Changes Brought by New GDP Series (Base Year 2011-12)


Ajit Kumar AJIT KUMARWISDOM IAS, New Delhi.

GDP or Gross Domestic Product is the total value of all goods and services produced in a country’s economy in a specific time period and is usually given in local currency. GDP growth rate, denoted in percentage, is the growth in GDP as compared to that of the previous year.
There are variations in the ways to calculate GDP and it is the introduction of these new calculations that has caused a spike in India’s recent GDP growth rate, leading to quite a lot confusion and debate.
The changes in the GDP calculation were devised by India’s statisticians working for the Central Statistics Office (CSO) that is under the Ministry of Statistics & Programme Implementation (MOSPI), who released the new figures earlier in February.

There are three important changes made in the calculation of the GDP:



  1. Changing the base year


  2. Replacing factor costs with market prices


  3. Widening of the data pool


Changing the Base Year

Choosing a base year is the first step while counting the ‘real’ GDP. A real GDP growth rate removes any effects that have arisen due to inflation to give us a truer picture of economic reality. For the revised GDP calculations the Indian statisticians have changed the base year from 2004-05 to 2011-12. This means that the ‘real’ GDP will be counted by keeping the prices of 2011-12 as the base prices instead of referring to the prices of 2004-05. This change alone has played an important part in shooting up the GDP and related numbers. The change in base year is not an unusual phenomena as base year is regularly updated.
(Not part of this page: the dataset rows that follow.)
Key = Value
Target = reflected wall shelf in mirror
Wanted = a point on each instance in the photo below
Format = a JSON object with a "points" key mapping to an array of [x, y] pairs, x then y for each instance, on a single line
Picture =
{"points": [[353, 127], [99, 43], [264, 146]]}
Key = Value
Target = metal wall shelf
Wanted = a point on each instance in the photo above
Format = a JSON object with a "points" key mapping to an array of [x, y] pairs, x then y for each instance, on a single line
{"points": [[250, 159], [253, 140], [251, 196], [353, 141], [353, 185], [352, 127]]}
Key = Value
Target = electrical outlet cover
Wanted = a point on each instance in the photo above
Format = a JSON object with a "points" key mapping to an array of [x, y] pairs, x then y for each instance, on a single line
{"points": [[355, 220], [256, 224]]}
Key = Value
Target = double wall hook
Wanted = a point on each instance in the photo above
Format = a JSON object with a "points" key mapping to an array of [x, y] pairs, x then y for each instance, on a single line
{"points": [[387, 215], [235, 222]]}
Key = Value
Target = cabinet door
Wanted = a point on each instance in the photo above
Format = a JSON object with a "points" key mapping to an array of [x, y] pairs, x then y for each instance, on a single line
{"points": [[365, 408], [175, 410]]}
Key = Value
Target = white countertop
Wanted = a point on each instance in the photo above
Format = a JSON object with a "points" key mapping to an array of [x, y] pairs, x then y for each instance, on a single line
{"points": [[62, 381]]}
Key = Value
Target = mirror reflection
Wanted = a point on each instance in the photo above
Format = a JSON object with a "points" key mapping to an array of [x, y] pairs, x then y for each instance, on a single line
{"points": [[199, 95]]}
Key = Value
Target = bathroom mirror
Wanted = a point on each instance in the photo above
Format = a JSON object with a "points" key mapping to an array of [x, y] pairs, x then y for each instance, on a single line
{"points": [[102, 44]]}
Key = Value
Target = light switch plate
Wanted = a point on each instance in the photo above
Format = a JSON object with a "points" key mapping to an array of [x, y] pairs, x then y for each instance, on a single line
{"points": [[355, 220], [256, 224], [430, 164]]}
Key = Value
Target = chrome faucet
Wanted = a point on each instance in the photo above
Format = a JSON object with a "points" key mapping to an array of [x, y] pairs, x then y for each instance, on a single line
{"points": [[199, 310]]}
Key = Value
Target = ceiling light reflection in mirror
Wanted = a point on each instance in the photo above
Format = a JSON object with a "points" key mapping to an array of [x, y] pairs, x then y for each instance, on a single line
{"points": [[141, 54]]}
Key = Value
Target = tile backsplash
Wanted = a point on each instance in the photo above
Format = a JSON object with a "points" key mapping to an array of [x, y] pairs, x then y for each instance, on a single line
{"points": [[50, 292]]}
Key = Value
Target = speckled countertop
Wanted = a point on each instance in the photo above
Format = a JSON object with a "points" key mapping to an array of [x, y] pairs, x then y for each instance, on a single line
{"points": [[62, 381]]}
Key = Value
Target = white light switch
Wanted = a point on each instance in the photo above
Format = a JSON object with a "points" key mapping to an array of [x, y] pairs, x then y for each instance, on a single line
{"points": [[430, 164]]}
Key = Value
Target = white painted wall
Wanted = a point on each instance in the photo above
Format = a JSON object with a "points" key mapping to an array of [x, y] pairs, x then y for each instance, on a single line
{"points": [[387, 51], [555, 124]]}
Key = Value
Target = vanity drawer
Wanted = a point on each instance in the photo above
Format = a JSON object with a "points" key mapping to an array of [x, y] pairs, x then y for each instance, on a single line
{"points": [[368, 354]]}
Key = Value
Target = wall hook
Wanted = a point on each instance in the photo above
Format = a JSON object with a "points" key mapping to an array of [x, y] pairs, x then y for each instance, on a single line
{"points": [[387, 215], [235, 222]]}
 Replacing Factor Costs with Market Prices

There are two ways to calculate GDP and those are calculating via factor costs or calculating via market prices. Until the recent revisions India had used factor costs for calculating GDP but now we have shifted towards market prices. Factor costs means the cost of production that the producers or service providers have incurred after removing the effect of indirect taxes or subsidies. But by the recent changes we have now shifted towards calculating the GDP by measuring the Gross Value Added (GVA) at market prices. Market prices mean the actual expenditure incurred by  consumers. These will also include any subsidies such as food and petrol that are provided to the consumer. The shift from factor costs to market prices indicates that India is slowly conforming to international norms as most countries use market prices for calculating the GDP.

Widening of Data Pool

In statistics, the larger the sample, the more accurate the extrapolations are, generally speaking. Previous data was sampled from Annual Survey of Industries (ASI), which comprised of about two lakh factories. The new database draws from the five lakh odd companies registered with the Ministry of Corporate Affairs (MCA21). While the earlier data gave only a factory-level picture, the new data looks at the enterprise level.